In London, the 2018 Mayor’s Transport Strategy set the target for no deaths or serious injuries on London’s roads by 2041. The TfL Vision Zero Action Plan which sets out how to achieve this, was launched in July 2018.
Many cities’ Vision Zero plans are long on aspiration and short on action. While imperfect, TfL’s Vision Zero Action Plan sets out clearly what must change on our streets and roads. The main themes include:
- 20mph limits on all of the Red Route roads inside the Congestion Charging Zone by May 2020 and a further 37 locations across the rest of London over the next few years;
- improvements to 73 junctions around London as part of its Safer Junctions programme;
- all new TfL buses to be fitted with mandatory speed limiters; and
- a boost to enforcement by the Metropolitan Police including major operations to tackle dangerous driving and speeding on the A10 and A12.
But there are problems in London too. While the numbers of deaths on London’s roads have fallen in recent years, the number of serious injuries continues to rise (irrespective of the changes to the ways that casualties are reported). People walking and cycling continue to increase as a proportion of all fatal and serious injury casualties. While TfL are developing good policies, there is too little demand for change among London’s local and regional politicians. Communities are also struggling to understand what they should ask for; what makes their roads and streets both safe and more pleasant places to be.
Action Vision Zero has been set up to help communities campaign for the things proven to work to reduce road casualties. Key to this is a fairer balance between people and motor vehicles.
In built-up areas, we need to see fewer vehicles on our roads and better provision for public transport. Motor vehicles must travel at no more than 20mph and residential neighbourhoods should be free from rat-running through traffic. We need HGVs designed so that drivers can see people on foot and people cycling. We need protected cycle lanes on main roads and frequent and safe crossing facilities for people on foot.
The outcomes of a Vision Zero approach go far beyond road safety, of course. These policies will also help councils achieve their climate change goals, reduce horrific levels of air pollution and ensure people can build more physical activity into their daily lives.
This is also a matter of social justice. It is simply not fair that people walking bear the brunt of road risk. Fear of danger also prevents people choosing to walk or cycle, which further locks us into a future of car dependency. The time has come to break this vicious circle.
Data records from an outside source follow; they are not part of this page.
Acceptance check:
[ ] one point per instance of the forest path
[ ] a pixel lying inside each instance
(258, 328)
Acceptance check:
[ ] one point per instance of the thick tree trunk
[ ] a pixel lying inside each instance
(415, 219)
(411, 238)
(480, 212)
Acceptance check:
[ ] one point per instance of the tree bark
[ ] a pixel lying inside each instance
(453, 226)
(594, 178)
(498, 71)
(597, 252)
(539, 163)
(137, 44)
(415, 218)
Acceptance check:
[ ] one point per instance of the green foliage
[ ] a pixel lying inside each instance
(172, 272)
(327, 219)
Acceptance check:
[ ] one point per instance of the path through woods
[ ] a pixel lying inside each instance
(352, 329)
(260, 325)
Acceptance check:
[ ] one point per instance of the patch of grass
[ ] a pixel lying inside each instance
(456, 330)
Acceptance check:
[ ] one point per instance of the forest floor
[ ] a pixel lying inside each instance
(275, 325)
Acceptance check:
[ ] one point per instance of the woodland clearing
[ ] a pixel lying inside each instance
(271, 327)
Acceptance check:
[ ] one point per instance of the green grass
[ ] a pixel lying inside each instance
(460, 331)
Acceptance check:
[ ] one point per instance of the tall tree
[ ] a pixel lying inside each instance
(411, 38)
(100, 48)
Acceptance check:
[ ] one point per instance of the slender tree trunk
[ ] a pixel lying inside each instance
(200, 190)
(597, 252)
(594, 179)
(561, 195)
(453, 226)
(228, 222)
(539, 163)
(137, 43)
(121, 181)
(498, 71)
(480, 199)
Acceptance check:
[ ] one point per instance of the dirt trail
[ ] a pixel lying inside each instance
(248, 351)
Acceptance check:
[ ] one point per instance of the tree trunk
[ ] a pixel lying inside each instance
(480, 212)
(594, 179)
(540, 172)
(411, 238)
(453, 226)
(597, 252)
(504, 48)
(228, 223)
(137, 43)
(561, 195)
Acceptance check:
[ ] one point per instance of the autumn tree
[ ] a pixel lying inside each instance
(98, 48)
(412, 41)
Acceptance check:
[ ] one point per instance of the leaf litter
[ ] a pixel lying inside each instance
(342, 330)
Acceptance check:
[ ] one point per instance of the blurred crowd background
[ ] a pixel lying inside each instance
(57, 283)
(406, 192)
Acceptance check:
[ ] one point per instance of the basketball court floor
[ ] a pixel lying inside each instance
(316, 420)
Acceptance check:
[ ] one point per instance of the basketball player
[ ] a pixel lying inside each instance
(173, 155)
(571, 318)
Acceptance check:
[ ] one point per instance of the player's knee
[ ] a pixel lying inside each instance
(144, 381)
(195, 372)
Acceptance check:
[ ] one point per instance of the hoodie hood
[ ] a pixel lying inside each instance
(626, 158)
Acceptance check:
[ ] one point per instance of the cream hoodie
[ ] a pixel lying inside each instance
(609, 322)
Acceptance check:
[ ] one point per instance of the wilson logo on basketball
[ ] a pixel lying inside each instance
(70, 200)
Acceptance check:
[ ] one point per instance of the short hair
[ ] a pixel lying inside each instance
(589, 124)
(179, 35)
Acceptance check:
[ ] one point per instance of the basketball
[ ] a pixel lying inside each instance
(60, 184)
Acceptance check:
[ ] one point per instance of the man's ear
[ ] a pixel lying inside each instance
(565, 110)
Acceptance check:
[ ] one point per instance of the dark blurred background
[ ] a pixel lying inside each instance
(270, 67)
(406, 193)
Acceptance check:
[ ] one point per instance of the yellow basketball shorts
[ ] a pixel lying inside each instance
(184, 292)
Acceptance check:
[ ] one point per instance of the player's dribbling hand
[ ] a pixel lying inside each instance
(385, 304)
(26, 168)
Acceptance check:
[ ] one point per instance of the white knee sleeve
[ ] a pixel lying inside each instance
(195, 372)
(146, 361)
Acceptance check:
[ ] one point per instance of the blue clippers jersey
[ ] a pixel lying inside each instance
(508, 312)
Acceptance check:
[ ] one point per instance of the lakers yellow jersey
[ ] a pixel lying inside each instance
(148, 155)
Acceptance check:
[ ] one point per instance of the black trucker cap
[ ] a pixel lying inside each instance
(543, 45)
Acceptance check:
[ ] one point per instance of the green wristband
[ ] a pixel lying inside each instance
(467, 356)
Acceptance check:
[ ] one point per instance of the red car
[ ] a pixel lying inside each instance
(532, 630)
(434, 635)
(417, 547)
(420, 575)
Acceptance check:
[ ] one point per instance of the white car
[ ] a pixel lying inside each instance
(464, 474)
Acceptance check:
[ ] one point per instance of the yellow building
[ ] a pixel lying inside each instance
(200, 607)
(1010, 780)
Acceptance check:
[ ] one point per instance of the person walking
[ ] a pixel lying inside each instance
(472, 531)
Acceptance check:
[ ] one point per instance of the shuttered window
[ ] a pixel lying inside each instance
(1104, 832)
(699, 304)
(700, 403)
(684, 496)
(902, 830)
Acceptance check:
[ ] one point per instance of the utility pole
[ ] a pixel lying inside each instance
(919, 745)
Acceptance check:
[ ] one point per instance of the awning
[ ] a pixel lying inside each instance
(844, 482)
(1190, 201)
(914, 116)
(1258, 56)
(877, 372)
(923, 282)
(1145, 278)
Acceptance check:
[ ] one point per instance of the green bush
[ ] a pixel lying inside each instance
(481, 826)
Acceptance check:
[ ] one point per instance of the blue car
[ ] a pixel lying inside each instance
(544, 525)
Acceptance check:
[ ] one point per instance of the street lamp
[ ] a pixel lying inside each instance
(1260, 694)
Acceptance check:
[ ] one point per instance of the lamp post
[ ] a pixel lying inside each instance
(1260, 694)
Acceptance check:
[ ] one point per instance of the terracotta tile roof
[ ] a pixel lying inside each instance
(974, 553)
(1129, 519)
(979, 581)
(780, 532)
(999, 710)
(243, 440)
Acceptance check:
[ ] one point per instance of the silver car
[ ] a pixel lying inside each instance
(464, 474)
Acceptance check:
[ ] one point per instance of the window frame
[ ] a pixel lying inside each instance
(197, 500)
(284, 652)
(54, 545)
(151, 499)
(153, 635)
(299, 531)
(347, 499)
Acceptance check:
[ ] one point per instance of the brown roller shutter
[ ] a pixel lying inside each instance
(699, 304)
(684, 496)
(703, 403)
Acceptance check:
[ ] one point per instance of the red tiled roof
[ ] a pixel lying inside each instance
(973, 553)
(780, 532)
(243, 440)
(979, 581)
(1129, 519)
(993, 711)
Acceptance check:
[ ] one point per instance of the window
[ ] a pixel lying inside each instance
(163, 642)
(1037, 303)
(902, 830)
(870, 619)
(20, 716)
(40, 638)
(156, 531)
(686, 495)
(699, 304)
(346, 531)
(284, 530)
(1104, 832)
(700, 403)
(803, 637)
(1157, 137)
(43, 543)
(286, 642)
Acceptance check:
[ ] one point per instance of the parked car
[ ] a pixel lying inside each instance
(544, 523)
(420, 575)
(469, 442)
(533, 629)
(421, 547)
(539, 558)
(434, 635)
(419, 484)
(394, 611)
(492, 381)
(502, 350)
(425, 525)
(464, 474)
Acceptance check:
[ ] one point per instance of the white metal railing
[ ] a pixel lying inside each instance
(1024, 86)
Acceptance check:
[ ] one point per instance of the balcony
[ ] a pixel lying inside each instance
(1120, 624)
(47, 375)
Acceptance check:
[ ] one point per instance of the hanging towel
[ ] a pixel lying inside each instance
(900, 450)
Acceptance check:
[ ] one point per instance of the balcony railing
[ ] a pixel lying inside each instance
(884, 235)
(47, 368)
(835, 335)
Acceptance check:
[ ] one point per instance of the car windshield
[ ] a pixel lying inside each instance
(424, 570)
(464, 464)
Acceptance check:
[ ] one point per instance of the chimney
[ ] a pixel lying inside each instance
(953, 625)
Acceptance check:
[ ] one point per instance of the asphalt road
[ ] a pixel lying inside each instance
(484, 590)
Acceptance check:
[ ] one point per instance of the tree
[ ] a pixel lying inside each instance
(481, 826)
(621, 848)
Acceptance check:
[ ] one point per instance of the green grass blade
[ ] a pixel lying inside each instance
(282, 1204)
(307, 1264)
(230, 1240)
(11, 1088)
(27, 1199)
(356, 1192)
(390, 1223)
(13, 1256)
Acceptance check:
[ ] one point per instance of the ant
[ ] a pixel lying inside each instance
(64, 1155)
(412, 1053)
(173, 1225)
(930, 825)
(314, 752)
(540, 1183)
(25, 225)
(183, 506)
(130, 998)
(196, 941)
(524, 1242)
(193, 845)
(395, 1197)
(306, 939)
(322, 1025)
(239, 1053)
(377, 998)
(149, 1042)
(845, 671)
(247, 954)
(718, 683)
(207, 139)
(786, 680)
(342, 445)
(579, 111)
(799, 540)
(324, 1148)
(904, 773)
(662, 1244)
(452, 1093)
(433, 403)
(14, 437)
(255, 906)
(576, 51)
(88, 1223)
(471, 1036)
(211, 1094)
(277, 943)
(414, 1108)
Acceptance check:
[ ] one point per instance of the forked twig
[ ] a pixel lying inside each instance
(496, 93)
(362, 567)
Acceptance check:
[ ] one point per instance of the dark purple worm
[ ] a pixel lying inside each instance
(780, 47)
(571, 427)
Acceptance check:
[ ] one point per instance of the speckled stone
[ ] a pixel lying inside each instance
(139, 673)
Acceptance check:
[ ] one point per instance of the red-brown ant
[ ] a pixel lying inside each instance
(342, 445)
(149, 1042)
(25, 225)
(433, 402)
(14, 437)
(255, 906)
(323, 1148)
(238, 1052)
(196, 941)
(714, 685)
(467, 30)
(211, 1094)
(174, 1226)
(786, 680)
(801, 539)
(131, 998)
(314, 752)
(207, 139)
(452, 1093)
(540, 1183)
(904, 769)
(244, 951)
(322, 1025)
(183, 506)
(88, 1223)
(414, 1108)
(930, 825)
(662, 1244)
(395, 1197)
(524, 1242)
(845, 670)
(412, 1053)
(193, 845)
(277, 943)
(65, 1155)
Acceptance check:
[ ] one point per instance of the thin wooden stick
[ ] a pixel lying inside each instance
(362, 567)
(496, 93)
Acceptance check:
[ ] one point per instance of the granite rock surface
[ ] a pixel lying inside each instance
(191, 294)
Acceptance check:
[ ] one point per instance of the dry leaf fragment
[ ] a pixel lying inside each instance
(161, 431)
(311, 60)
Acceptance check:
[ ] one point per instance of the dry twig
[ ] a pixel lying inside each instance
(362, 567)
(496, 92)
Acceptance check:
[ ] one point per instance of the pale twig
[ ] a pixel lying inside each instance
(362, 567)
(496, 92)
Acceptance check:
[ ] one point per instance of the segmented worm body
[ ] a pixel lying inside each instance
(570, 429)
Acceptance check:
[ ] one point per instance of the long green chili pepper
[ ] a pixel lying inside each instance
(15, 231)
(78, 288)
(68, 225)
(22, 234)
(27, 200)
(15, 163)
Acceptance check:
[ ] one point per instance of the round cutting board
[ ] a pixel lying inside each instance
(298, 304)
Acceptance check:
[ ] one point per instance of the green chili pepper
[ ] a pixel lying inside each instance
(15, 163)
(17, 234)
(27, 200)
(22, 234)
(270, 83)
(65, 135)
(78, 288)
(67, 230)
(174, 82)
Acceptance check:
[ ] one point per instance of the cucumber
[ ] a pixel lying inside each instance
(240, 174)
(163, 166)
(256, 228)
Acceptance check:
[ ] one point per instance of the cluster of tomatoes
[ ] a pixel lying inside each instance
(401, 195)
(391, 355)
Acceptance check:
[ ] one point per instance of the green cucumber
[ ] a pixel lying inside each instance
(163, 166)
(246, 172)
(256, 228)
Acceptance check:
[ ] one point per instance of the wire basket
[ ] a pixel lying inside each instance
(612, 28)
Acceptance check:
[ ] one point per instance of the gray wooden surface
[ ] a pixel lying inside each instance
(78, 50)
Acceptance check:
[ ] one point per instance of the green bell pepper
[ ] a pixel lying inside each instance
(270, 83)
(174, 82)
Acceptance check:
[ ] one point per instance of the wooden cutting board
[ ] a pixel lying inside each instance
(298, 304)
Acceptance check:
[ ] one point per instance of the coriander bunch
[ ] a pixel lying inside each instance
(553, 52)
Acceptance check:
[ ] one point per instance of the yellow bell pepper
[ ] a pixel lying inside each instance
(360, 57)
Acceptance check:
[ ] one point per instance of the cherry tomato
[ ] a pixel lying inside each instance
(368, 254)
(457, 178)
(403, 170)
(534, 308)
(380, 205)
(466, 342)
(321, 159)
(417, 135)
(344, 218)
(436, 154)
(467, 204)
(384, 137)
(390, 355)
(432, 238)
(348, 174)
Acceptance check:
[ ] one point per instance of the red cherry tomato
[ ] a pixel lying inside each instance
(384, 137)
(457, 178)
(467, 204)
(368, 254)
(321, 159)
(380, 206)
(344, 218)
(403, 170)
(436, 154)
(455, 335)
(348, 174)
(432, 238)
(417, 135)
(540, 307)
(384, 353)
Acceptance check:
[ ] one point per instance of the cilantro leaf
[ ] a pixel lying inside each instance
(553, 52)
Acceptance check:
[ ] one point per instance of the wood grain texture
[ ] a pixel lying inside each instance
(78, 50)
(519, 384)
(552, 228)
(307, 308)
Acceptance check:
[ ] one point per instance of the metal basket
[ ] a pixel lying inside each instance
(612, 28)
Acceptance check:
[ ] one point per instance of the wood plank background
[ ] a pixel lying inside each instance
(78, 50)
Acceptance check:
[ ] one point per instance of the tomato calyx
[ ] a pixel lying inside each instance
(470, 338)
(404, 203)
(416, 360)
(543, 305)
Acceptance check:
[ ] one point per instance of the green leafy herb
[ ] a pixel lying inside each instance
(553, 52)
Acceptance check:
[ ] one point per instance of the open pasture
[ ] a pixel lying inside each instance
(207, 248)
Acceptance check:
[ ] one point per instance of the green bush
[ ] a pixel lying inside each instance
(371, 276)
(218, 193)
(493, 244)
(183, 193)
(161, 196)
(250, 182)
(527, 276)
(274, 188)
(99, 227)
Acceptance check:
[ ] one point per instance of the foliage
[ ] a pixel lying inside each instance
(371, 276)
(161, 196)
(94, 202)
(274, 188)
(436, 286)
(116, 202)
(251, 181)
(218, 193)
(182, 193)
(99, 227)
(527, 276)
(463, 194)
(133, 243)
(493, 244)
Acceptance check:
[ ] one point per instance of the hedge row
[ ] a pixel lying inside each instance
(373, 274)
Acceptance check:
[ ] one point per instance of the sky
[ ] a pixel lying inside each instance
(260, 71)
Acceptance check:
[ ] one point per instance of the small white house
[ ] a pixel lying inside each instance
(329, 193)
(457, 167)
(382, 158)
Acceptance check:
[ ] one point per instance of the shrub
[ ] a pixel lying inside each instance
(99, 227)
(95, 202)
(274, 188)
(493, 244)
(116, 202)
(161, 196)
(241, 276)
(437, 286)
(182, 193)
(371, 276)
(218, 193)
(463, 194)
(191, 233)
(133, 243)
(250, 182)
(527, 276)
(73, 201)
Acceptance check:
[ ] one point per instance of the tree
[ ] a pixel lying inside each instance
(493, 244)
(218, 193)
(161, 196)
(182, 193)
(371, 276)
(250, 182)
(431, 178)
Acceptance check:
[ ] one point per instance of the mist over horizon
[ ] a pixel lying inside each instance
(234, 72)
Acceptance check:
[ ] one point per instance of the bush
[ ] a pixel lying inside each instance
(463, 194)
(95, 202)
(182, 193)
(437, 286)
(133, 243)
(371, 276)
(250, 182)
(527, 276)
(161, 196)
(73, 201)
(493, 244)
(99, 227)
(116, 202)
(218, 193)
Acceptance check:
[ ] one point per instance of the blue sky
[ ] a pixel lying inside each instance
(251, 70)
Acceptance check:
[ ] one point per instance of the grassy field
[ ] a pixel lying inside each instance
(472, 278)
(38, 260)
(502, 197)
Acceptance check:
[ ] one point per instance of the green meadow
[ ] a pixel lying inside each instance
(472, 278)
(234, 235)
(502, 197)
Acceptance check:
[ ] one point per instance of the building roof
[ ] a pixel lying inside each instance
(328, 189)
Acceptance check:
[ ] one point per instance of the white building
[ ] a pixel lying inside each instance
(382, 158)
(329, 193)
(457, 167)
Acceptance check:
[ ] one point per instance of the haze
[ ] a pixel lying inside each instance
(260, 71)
We will do our best to give groups and individuals all the practical advice and support they need to lobby their elected representatives to adopt Vision Zero policies and to introduce measures that will make streets and roads safe and attractive for us all.
It is no longer good enough to say we want to reduce casualties but do nothing effective about it. What works is known and we will do our best to get these measures implemented in order to drive down the numbers of casualties on our roads to the only number that is acceptable – zero.